The Mutual Admiration Society

“I was going to check in with you when I got home, but all your lights were out,” Louise tells Gert. “Everything go hunky-dory last night?”

Our neighbor raises one of her penciled, black-as-a-funeral eyebrows up to her bone-colored hair and slowly repeats the way she does when she wants to make a point, which is almost always, “Did . . . everything . . . go . . . hunky . . . dory . . . last . . . night?” She looks right at me and sneer-laughs. “Far from it.”

Damnation!

Did she see us?

I was so keen on working on #3 on my TO-DO list that I forgot all about doing what Modern Detection calls “reconnaissance” before we took off last night to do our snooping.

I desperately need to beat to the punch everybody else in the parish who’s been trying to catch whoever nicked the money out of the Pagan Baby collection box up at church a few weeks ago.
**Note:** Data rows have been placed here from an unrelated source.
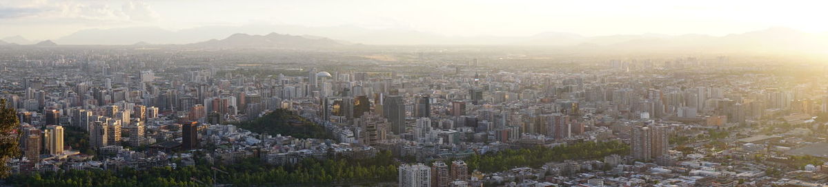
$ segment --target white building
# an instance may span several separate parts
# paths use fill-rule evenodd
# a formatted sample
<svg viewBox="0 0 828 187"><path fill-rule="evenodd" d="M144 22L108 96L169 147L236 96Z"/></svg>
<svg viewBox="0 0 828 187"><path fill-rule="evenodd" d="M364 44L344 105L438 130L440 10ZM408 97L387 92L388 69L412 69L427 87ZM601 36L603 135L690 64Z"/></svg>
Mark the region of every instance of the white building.
<svg viewBox="0 0 828 187"><path fill-rule="evenodd" d="M431 168L422 163L404 164L400 166L397 181L401 187L430 187L431 186Z"/></svg>

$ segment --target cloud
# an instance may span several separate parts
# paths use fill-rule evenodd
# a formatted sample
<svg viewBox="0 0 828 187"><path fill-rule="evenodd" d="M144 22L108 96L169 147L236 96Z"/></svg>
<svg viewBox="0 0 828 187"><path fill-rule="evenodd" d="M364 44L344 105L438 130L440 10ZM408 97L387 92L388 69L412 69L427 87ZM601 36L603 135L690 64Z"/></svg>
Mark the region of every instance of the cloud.
<svg viewBox="0 0 828 187"><path fill-rule="evenodd" d="M0 19L12 19L36 15L43 12L37 8L28 7L0 7Z"/></svg>
<svg viewBox="0 0 828 187"><path fill-rule="evenodd" d="M139 1L130 1L124 3L121 11L129 16L129 19L136 21L156 21L158 19L158 13L147 3Z"/></svg>
<svg viewBox="0 0 828 187"><path fill-rule="evenodd" d="M148 4L137 0L10 0L0 2L0 19L144 22L156 21L158 17Z"/></svg>

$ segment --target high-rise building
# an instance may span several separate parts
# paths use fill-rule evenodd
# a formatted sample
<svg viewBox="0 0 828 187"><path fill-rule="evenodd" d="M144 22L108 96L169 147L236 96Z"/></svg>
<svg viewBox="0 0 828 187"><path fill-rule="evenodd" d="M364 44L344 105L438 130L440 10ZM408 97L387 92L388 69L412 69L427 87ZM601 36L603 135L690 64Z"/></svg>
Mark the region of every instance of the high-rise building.
<svg viewBox="0 0 828 187"><path fill-rule="evenodd" d="M483 101L483 90L478 88L469 89L469 96L473 105L480 105L480 101Z"/></svg>
<svg viewBox="0 0 828 187"><path fill-rule="evenodd" d="M449 182L451 182L449 178L449 166L442 161L431 164L431 186L446 187L449 186Z"/></svg>
<svg viewBox="0 0 828 187"><path fill-rule="evenodd" d="M143 144L144 133L147 127L144 122L135 121L128 127L129 129L129 146L138 147Z"/></svg>
<svg viewBox="0 0 828 187"><path fill-rule="evenodd" d="M54 124L57 125L60 123L60 111L57 110L46 110L43 114L44 121L46 125Z"/></svg>
<svg viewBox="0 0 828 187"><path fill-rule="evenodd" d="M428 96L419 96L414 101L414 117L431 117L431 105Z"/></svg>
<svg viewBox="0 0 828 187"><path fill-rule="evenodd" d="M89 130L89 118L91 117L92 111L82 109L75 110L75 113L72 114L72 126L77 127L80 129Z"/></svg>
<svg viewBox="0 0 828 187"><path fill-rule="evenodd" d="M667 128L662 126L638 126L632 129L630 148L633 158L648 161L667 152Z"/></svg>
<svg viewBox="0 0 828 187"><path fill-rule="evenodd" d="M51 155L60 155L63 153L63 127L58 125L48 125L44 133L46 138L46 148Z"/></svg>
<svg viewBox="0 0 828 187"><path fill-rule="evenodd" d="M198 122L181 124L181 148L190 150L199 146Z"/></svg>
<svg viewBox="0 0 828 187"><path fill-rule="evenodd" d="M428 134L431 132L431 119L422 117L418 118L415 121L414 125L414 139L421 140L427 138Z"/></svg>
<svg viewBox="0 0 828 187"><path fill-rule="evenodd" d="M92 123L92 133L89 133L89 146L94 149L100 149L106 147L108 140L109 125L104 121L95 121Z"/></svg>
<svg viewBox="0 0 828 187"><path fill-rule="evenodd" d="M388 96L383 102L383 111L391 124L391 132L394 134L406 133L406 106L402 96Z"/></svg>
<svg viewBox="0 0 828 187"><path fill-rule="evenodd" d="M137 105L132 107L132 118L141 121L147 121L147 106Z"/></svg>
<svg viewBox="0 0 828 187"><path fill-rule="evenodd" d="M147 119L158 118L158 107L151 106L147 108Z"/></svg>
<svg viewBox="0 0 828 187"><path fill-rule="evenodd" d="M366 113L354 120L359 128L359 142L363 144L375 146L385 139L386 127L388 120L373 113Z"/></svg>
<svg viewBox="0 0 828 187"><path fill-rule="evenodd" d="M359 118L369 111L371 111L371 101L368 96L362 95L354 98L354 118Z"/></svg>
<svg viewBox="0 0 828 187"><path fill-rule="evenodd" d="M461 160L451 161L451 180L469 180L469 166L466 166L465 161Z"/></svg>
<svg viewBox="0 0 828 187"><path fill-rule="evenodd" d="M401 187L430 187L431 186L431 170L422 163L416 165L403 164L399 167L399 184Z"/></svg>
<svg viewBox="0 0 828 187"><path fill-rule="evenodd" d="M120 119L108 119L107 145L117 145L121 142L121 124Z"/></svg>
<svg viewBox="0 0 828 187"><path fill-rule="evenodd" d="M106 107L104 107L104 116L114 118L115 114L118 114L118 105L108 105Z"/></svg>
<svg viewBox="0 0 828 187"><path fill-rule="evenodd" d="M465 102L464 101L451 102L451 115L452 116L465 115Z"/></svg>
<svg viewBox="0 0 828 187"><path fill-rule="evenodd" d="M26 139L26 158L32 161L41 161L41 135L29 134Z"/></svg>
<svg viewBox="0 0 828 187"><path fill-rule="evenodd" d="M354 119L354 97L346 96L342 98L342 105L340 105L339 111L341 111L342 116L344 116L349 120Z"/></svg>

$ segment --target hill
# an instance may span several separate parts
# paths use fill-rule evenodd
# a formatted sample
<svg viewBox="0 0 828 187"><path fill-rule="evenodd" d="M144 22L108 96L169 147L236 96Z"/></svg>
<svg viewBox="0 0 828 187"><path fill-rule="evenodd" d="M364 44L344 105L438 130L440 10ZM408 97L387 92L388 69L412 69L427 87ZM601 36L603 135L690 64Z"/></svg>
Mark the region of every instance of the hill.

When I get my hands on whoever perpetrated that crime, I’m not going to rat them out. I’m going to tell them that I won’t reveal their identity if they give me the money. I’m not gonna keep it. I’m gonna shove it under the bushes that grow against the side of the church, and then after Sunday Mass with so many witnesses gossiping about each other on St. Kate’s steps, I’ll wander over to where I hid it, pretend to be tying my sneaker, and pull out that stash of cash and yell, Oh, my goodness! Look what I found in these bushes! Because the way I see it, them Pagan Baby gals getting their moo-la-la back might go a long way in getting President Gert Klement off the Finley sisters’ backs, and what the heck, who knows? Returning the money to its rightful owners could even win me some brownie points from our mother and the Almighty might cut me some much-needed slack, too.

The Mutual Admiration Society hasn’t found any clues yet, but word around the neighborhood is that Skip Abernathy might be the no-goodnik thief that everyone’s been looking for. That’s why hours before the murder happened over at the cemetery, as soon as I saw the lights go out in Gert Klement’s house, Birdie and me snuck out to our garage, loaded up our Radio Flyer wagon—besides bringing library books home in it, we take the coaster on all our snooping missions, except for the cemetery ones, because it’s too hard to shove it over the black iron fence without all the tools and Birdie’s snacks falling out—and under the cover of darkness we made our way over to the Abernathys’.

10:35 p.m. The Finley sisters were preparing to spy on our suspect at 7119 N. Keefe Ave.

I was, anyway. After all the brouhaha Birdie caused on the night pom-pom-waving Mrs. Tate was in her rumpus room pumping away for Mr. Horace Mertz, I didn’t trust my sister to remember to keep her mouth shut, so I made her be the lookout.

FACT: If it turns out that Skip Abernathy really is the one stealing from little kids whose lives are already so cruddy because they are forced to listen to missionaries hour after hour, day after day, trying to convert them to Catholicism under the scorching sun in the Congo just so they can get shinier hair, blow their noses, and have no b.o., he should be very ashamed of himself. Not for thieving, of course. It would be two-faced of me to condemn him on that count, because hardly a week goes by that I don’t ignore the Thou Shalt Not Steal Commandment.

PROOF: I’m a light-fingered Louie during the day and an even better cat burglar at night. (Secret God’s work, that’s what I’m doing. I don’t remember the exact words, but He told somebody in olden times something like, “It’s easier for a camel to get into Heaven than it is for a rich person.” So even though our neighbors and the store owners don’t deserve it, me sneakily lightening their load of worldly goods is greasing the hinges on the Pearly Gates for them.)